The USD/CHF pair trades in positive territory for the second consecutive day around 0.8970 during the early European session on Thursday. A modest recovery in the US Dollar (USD) provides some support to the pair. The estimate of US Gross Domestic Product (GDP) for the fourth quarter (Q4) will take center stage later on Thursday.
The renewed levy of tariffs by US President Donald Trump on Canadian and Mexican imports has raised concerns about global trade tensions. Any signs of trade tensions, economic uncertainty and ongoing geopolitical tensions could drive demand for safe-haven currencies like the Swiss Franc (CHF) and create a headwind for USD/CHF.
Worries over US economic growth have boosted expectations that the Federal Reserve (Fed) would deliver at least two rate cuts this year. This, in turn, might cap the upside for the pair. US consumer confidence declined the most since August 2021, falling to 98.3 in February versus 105.3 prior, according to the Conference Board.

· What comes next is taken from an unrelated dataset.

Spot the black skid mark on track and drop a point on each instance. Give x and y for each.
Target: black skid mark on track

Meanwhile, New Home Sales in the US fell by 10.5% MoM to 657,000 units in January from 734,000 units (revised from 698,000) in the previous reading, according to the Commerce Department's Census Bureau on Wednesday. This figure came in weaker than the 680,000 units expected. Investors will closely monitor the US Q4 GDP report, which is due later on Thursday. In case of a stronger-than-expected outcome, this could lift the Greenback.
Swiss Franc FAQs
The Swiss Franc (CHF) is Switzerland’s official currency. It is among the top ten most traded currencies globally, reaching volumes that well exceed the size of the Swiss economy. Its value is determined by the broad market sentiment, the country’s economic health or action taken by the Swiss National Bank (SNB), among other factors. Between 2011 and 2015, the Swiss Franc was pegged to the Euro (EUR). The peg was abruptly removed, resulting in a more than 20% increase in the Franc’s value, causing a turmoil in markets. Even though the peg isn’t in force anymore, CHF fortunes tend to be highly correlated with the Euro ones due to the high dependency of the Swiss economy on the neighboring Eurozone.

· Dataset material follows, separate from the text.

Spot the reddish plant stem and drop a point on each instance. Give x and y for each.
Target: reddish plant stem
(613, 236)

The Swiss Franc (CHF) is considered a safe-haven asset, or a currency that investors tend to buy in times of market stress. This is due to the perceived status of Switzerland in the world: a stable economy, a strong export sector, big central bank reserves or a longstanding political stance towards neutrality in global conflicts make the country’s currency a good choice for investors fleeing from risks. Turbulent times are likely to strengthen CHF value against other currencies that are seen as more risky to invest in.
The Swiss National Bank (SNB) meets four times a year – once every quarter, less than other major central banks – to decide on monetary policy. The bank aims for an annual inflation rate of less than 2%. When inflation is above target or forecasted to be above target in the foreseeable future, the bank will attempt to tame price growth by raising its policy rate. Higher interest rates are generally positive for the Swiss Franc (CHF) as they lead to higher yields, making the country a more attractive place for investors. On the contrary, lower interest rates tend to weaken CHF.
Macroeconomic data releases in Switzerland are key to assessing the state of the economy and can impact the Swiss Franc’s (CHF) valuation. The Swiss economy is broadly stable, but any sudden change in economic growth, inflation, current account or the central bank’s currency reserves have the potential to trigger moves in CHF. Generally, high economic growth, low unemployment and high confidence are good for CHF. Conversely, if economic data points to weakening momentum, CHF is likely to depreciate.
As a small and open economy, Switzerland is heavily dependent on the health of the neighboring Eurozone economies. The broader European Union is Switzerland’s main economic partner and a key political ally, so macroeconomic and monetary policy stability in the Eurozone is essential for Switzerland and, thus, for the Swiss Franc (CHF). With such dependency, some models suggest that the correlation between the fortunes of the Euro (EUR) and the CHF is more than 90%, or close to perfect.